Les industriels chargent le "commerce illicite"

Qualifiant le commerce parallèle de "fléau national", Marine Sauce a pointé la responsabilité de la "politique fiscale agressive ininterrompue depuis de nombreuses années" contribuant à la demande de produits moins chers hors du circuit légal, et à un risque accru en terme de traçabilité. Au cours de la première table ronde, Loïc Josseran (ACT) avait pourtant mis en évidence, contrairement aux dires de l’industrie du tabac, la part "très faible" du commerce illicite, citant les chiffres de 80% des cigarettes vendues au sein du réseau des buralistes, 15 à 20% en dehors de ce circuit mais de façon légale notamment dans les duty free, et 5% des ventes opérées de manière illégale, dont seulement 1% à la sauvette.

Les politiques de lutte contre le tabac sont efficaces. C'est d'ailleurs bien pour cela que vous avez essayé d'anticiper en ayant une dérive vers les produits nicotiniques. Michel Lauzzana (député EPR) s'adressant aux industriels du tabac

Alors que Stéphanie Martel (Philipp Morris) n'a pas hésité à fustiger le "retard de la France dans la lutte contre le tabagisme" par l'"application outrancière du principe de précaution" et l'"hypertaxation" selon elle inefficaces, le député Michel Lauzzana (Ensemble pour la République) a dénoncé une "argumentation fausse". "Les politiques de lutte contre le tabac sont efficaces.
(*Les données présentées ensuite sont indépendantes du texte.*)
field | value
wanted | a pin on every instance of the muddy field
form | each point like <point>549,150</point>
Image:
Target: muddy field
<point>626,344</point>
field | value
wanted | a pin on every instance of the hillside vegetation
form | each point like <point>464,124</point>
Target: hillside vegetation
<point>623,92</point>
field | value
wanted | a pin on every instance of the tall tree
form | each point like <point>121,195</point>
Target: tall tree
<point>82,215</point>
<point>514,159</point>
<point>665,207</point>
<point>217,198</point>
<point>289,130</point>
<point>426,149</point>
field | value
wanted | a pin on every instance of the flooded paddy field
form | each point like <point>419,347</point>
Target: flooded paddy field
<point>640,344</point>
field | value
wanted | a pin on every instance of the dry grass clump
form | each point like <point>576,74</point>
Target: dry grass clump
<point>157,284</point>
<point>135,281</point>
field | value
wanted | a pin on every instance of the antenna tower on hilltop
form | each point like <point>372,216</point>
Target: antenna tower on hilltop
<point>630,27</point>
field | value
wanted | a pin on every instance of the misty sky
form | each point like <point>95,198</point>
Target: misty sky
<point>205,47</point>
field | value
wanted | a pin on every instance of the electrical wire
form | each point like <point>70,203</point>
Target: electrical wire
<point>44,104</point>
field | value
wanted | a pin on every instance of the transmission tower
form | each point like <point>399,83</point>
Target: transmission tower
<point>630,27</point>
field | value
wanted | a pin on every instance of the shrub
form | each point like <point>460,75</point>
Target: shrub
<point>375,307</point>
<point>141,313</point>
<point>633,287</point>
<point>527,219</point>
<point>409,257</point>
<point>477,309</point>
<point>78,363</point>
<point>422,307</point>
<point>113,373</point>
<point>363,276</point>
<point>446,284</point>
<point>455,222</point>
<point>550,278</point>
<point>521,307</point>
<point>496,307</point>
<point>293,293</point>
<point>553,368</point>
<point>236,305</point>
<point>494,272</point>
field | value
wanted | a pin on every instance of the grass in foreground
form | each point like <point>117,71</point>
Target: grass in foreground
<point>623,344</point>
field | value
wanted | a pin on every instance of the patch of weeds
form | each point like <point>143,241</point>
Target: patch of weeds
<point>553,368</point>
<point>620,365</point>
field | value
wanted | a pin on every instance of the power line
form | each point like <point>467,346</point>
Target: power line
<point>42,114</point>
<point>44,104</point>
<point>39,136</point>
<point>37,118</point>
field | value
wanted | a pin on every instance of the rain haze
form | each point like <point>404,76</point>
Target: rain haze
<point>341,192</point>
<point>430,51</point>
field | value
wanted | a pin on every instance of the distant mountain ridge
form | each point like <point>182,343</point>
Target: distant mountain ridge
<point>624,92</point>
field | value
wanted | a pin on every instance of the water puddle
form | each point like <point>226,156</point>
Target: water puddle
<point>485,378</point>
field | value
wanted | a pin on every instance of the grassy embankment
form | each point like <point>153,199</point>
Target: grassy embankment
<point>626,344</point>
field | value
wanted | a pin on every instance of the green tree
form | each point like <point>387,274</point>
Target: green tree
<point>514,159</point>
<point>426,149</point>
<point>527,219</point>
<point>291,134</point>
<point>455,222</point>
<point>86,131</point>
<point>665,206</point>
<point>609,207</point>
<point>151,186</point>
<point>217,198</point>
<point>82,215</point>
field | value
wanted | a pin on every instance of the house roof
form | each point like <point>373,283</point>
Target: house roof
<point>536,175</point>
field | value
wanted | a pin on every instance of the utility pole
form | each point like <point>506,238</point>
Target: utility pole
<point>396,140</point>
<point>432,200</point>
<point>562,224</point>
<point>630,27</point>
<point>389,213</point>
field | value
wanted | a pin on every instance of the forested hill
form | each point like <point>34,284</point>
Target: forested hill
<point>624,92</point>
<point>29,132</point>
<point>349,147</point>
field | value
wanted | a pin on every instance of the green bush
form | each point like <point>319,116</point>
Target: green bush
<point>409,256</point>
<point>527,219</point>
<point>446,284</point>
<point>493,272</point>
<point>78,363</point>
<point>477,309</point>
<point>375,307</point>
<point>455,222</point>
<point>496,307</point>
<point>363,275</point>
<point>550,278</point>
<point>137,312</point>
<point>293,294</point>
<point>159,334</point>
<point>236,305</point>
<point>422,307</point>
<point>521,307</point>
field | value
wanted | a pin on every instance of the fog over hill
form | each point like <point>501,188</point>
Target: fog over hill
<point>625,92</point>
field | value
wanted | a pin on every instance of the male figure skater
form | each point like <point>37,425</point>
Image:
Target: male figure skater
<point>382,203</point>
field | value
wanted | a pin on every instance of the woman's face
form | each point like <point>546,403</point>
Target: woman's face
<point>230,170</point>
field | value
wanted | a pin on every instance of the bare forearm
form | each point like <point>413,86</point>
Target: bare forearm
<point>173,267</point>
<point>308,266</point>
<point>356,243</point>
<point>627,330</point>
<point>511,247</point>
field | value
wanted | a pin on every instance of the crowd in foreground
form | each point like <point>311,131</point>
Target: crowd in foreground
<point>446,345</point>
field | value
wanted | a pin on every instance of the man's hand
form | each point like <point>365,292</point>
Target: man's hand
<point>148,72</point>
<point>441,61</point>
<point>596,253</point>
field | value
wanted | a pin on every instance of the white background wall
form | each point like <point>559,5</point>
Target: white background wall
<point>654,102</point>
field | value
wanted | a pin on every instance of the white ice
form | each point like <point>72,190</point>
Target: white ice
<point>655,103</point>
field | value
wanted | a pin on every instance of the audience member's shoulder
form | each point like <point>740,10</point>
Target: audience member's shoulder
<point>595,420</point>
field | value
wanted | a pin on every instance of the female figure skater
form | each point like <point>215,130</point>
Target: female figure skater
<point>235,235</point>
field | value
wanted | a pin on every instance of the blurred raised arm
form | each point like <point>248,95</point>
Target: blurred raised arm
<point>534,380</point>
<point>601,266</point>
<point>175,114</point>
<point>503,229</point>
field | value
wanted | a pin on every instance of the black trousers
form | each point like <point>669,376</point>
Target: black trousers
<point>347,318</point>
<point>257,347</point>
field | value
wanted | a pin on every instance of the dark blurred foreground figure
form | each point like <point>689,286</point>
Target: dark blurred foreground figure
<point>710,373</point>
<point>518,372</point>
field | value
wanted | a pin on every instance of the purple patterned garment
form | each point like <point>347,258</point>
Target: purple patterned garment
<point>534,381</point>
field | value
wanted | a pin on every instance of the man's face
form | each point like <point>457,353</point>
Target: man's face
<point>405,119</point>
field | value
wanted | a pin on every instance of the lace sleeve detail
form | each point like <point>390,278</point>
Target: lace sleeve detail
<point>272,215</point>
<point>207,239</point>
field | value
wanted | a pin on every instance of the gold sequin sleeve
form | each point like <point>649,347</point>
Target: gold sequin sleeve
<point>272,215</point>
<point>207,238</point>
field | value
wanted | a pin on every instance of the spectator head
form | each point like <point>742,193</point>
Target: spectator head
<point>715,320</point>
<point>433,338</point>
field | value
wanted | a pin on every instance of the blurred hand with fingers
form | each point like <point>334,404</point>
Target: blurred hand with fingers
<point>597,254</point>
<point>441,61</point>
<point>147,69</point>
C'est d'ailleurs bien pour cela que vous avez essayé d'anticiper en ayant une dérive vers les produits nicotiniques", a fait valoir l'élu, dénonçant "une stratégie très agressive de communication vis-à-vis des jeunes". "Nous pensons fermement que la cigarette électronique est un produit pertinent de réduction des risques liés au tabagisme, puisqu’elle ne contient pas de tabac et n’implique pas de combustion", avait déclaré un peu plus tôt Caroline Brabant (Imperial Brands). "La nicotine, c'est bien le produit qui crée une addiction", a rétorqué Michel Lauzzana.